Со временем стало очевидно, что первым советником будущего князя станет его младший брат – Бор с легкостью усваивал и часто применял на практике хитрости дипломатии и суровые законы государственных интриг, тогда как Ярра, прямолинейного и решительного, часто ставили в тупик неписанные правила политических маневров. Но таким же очевидным было и то, что во всем, что касается мудрости иной, не житейской, Бор до самой смерти будет спрашивать совета у старшего брата. Бор сам себе не решился бы признаться, как зачастую после разговора с непрактичным, замкнутым и мечтательным братом у него становилось легче на душе. «Что ты за человек такой, с тобой полчаса поговоришь – жить снова хочется», - с усмешкой признавался он, Ярр же в ответ лишь улыбался.
Что ж, утешал себя Ираан-ир-Лхор, будет хотя бы мудрый советник у глупого правителя – и на том спасибо. Иной раз, в глухую минуту предрассветной бессонницы, когда никого в целом свете не было, чтобы помочь и утешить, думалось в горьком подпитии князю: а ведь бывало и так, что по какой-то причине старший отрекался от княжения. Может быть… и тут же отгонял такие мысли. Старший сын честно старался стать для отца хорошим. Не вина его, а беда, что это у него не всегда получалось.

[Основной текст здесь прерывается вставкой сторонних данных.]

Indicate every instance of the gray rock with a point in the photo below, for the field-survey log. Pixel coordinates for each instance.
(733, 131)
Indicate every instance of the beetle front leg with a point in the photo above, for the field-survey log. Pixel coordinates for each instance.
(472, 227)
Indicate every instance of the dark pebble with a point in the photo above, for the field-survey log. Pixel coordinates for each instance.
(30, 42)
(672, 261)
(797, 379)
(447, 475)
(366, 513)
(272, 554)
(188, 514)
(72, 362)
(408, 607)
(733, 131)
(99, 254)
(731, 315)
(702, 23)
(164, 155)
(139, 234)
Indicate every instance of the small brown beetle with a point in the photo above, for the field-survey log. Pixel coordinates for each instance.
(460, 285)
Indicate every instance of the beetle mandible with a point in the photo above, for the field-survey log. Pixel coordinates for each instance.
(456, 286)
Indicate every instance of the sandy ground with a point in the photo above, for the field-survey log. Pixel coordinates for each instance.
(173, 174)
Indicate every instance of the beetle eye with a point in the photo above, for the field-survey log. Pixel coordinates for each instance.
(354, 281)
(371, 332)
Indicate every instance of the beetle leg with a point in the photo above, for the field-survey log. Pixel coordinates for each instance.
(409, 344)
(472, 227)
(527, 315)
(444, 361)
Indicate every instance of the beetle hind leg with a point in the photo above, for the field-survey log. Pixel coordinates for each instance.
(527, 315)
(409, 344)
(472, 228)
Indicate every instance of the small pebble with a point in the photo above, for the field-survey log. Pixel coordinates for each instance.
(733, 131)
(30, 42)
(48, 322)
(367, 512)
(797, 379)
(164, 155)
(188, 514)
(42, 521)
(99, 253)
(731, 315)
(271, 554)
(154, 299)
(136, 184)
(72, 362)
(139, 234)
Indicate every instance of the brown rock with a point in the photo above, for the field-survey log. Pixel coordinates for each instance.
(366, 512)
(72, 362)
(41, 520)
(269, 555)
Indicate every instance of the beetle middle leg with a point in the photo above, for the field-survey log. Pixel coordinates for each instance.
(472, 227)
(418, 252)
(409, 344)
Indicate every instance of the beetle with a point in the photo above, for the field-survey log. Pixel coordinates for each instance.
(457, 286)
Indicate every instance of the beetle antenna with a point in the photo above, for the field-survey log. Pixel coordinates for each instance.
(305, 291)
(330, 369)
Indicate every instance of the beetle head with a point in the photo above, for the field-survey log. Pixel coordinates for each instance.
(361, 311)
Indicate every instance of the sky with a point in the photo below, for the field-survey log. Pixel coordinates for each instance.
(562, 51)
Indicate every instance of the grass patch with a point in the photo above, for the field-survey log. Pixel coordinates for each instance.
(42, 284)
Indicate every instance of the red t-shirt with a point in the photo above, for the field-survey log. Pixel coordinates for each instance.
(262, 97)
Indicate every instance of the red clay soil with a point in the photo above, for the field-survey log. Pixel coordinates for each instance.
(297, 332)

Короткая улочка увела братьев от базарных рядов и вывела на широкую площадь, за которой возвышалось здание городской ратуши. Огромные часы на башне пробили час пополудни. Низкие тучи в небе расходились, воздух стремительно теплел. Вымощенная брусчаткой мокрая мостовая понемногу высыхала, росшие вокруг тополя роняли в воздух клейкий пух.
Задумавшись, Ярр не заметил, как загомонили, задвигались на площади люди, и очнулся только от тычка в бок:
– Не спи, привыкнешь. Гляди, солнце какое.

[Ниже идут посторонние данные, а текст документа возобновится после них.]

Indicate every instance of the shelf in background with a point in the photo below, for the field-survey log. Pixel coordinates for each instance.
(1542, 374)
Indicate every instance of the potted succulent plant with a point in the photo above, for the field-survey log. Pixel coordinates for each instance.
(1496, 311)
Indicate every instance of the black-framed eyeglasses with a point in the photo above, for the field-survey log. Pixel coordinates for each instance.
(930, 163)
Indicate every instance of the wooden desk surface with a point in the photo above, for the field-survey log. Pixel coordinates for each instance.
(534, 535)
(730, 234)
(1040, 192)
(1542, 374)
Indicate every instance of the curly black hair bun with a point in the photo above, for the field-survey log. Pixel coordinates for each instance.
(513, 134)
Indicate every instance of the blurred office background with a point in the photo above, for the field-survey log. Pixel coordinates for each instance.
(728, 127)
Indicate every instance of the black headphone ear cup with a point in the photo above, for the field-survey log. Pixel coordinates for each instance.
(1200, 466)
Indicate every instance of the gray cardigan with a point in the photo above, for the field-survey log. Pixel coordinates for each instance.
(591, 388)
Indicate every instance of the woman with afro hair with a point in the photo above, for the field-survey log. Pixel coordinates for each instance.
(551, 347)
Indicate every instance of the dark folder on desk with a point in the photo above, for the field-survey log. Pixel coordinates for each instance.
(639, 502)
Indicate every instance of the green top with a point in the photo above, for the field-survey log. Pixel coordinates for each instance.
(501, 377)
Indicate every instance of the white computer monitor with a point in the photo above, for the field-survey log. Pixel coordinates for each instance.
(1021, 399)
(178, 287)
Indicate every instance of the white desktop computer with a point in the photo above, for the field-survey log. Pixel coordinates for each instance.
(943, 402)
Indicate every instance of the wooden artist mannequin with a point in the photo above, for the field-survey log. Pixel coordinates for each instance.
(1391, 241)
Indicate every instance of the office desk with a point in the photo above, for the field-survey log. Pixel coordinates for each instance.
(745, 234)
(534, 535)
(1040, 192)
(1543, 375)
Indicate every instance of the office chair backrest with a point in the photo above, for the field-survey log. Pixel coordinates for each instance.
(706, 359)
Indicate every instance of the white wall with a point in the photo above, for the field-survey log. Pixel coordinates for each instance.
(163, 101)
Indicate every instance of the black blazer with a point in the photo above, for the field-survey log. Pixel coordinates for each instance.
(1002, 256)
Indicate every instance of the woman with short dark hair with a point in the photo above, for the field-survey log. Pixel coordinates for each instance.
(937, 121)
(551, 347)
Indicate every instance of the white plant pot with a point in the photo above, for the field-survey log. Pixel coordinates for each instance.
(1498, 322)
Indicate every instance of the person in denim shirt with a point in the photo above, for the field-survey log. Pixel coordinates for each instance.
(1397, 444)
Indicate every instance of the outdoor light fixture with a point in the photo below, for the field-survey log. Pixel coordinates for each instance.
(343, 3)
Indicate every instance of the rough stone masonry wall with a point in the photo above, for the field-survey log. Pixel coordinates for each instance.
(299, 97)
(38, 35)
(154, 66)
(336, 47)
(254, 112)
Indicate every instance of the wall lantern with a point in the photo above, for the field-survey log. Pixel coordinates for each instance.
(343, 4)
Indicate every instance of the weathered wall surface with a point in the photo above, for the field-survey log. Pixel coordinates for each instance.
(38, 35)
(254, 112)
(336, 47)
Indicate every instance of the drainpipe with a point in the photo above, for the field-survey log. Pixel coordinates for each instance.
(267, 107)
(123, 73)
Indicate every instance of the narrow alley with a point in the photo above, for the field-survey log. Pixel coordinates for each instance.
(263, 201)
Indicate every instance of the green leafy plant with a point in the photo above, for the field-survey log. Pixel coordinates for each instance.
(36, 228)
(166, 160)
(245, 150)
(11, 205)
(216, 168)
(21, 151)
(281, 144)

«Клоуны приехали!» - разнеслось в толпе. Люди, галдя, расступались в стороны – на самой середине площади, на небольшом свободном пятачке стоял, обещая смех и веселье, пестро раскрашенный фургон с улыбающейся физиономией на боку. И жмурились – солнечный луч, пробившийся сквозь серую хмарь, рассыпал по площади, по крышам окрестных домов яркие искры.

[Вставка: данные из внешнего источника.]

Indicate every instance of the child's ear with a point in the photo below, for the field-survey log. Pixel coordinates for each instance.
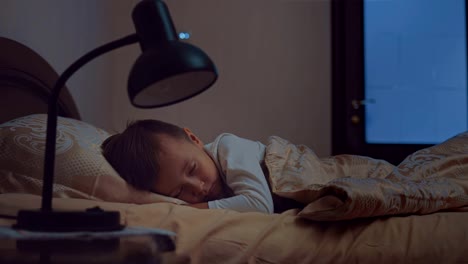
(193, 137)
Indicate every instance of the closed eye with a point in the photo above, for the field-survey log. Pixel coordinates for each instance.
(193, 168)
(179, 192)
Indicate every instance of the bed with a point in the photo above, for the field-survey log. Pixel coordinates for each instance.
(362, 210)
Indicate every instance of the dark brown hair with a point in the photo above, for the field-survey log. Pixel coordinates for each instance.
(134, 152)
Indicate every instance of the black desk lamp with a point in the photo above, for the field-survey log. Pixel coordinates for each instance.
(167, 72)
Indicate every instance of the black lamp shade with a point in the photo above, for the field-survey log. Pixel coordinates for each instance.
(169, 73)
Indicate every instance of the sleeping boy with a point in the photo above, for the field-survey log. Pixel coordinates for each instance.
(166, 159)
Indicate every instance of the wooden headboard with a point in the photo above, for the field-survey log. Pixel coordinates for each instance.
(26, 80)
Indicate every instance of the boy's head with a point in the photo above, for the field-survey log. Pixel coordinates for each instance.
(160, 157)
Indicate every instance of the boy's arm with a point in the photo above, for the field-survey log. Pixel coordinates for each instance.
(199, 205)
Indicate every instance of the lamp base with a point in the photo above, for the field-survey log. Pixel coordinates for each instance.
(93, 219)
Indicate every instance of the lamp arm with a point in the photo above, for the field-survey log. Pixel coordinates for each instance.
(49, 162)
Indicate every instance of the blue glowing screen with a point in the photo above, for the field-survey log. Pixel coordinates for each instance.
(415, 70)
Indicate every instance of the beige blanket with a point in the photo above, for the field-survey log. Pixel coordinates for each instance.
(349, 186)
(222, 236)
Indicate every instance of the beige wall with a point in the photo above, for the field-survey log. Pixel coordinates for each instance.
(273, 58)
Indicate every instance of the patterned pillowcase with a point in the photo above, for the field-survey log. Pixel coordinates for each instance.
(81, 171)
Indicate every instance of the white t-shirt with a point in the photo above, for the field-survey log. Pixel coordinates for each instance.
(239, 162)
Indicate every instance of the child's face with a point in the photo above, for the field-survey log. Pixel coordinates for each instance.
(186, 171)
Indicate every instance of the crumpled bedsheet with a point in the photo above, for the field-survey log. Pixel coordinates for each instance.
(349, 186)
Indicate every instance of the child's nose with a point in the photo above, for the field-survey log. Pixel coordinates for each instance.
(198, 189)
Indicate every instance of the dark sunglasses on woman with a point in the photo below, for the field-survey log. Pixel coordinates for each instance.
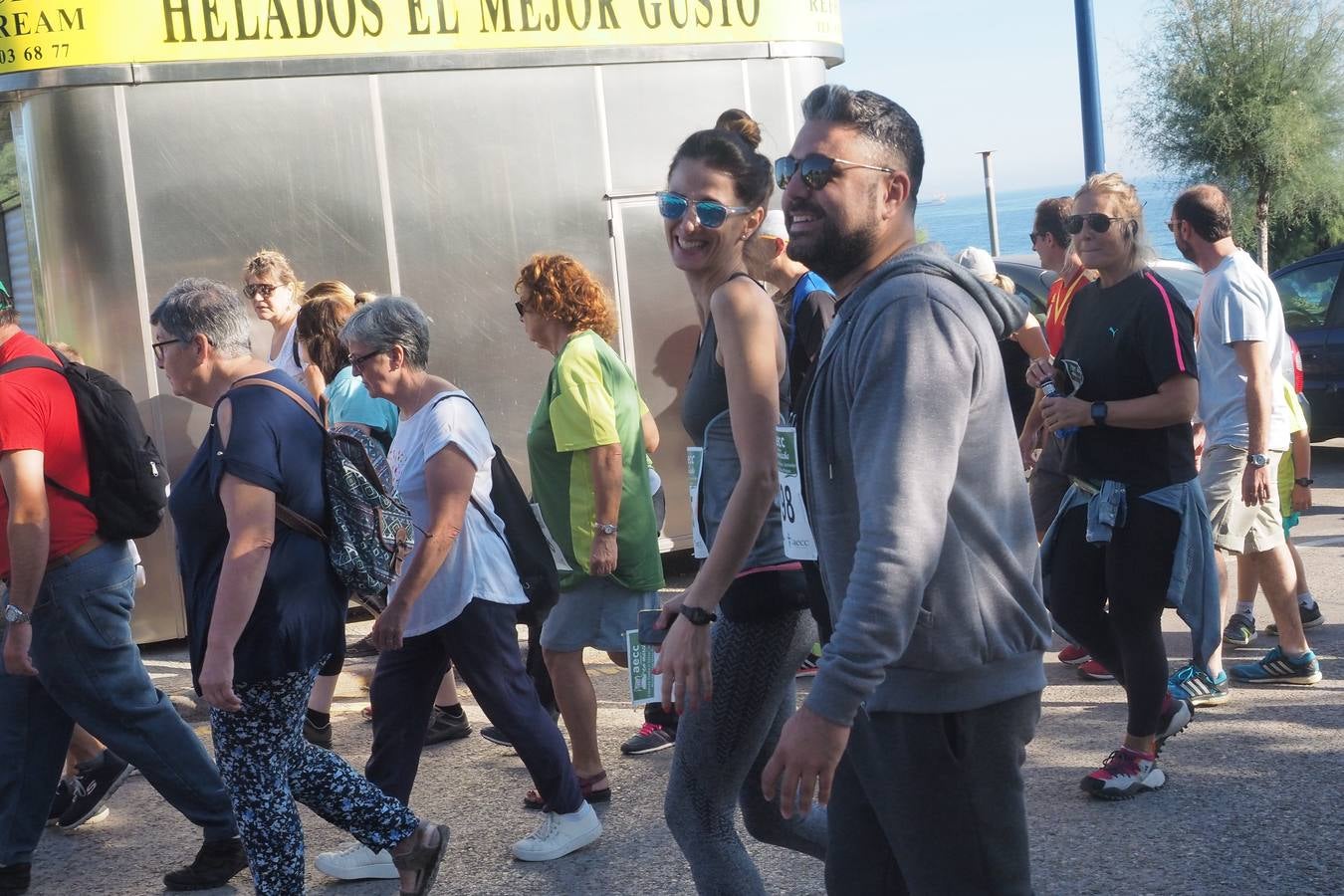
(710, 214)
(816, 169)
(1097, 222)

Братья протолкались сквозь толпу.
Весело запела старенькая скрипка. По сырым камням ходил на руках мальчишка-подросток в пестром, залатанном трико. Клоун - густо замазанное белилами лицо не дает определить возраста – наигрывал на облезлой скрипке простенькую веселую мелодию. Мальчишка, метя светло-русыми вихрами мостовую, двигался медленно, но легко и гибко; Ярр опытным глазом заметил и оценил пластику тела и силу мышц. Люди ахали, несколько раз кто-то одобрительно засвистел – мастерство всегда вызывает уважение.
Наконец, мальчишка ловким сальто вызвал последний восхищенный вздох толпы, перекувыркнулся через голову и вскочил на ноги, раскланялся, улыбаясь. Скрипка смолкла.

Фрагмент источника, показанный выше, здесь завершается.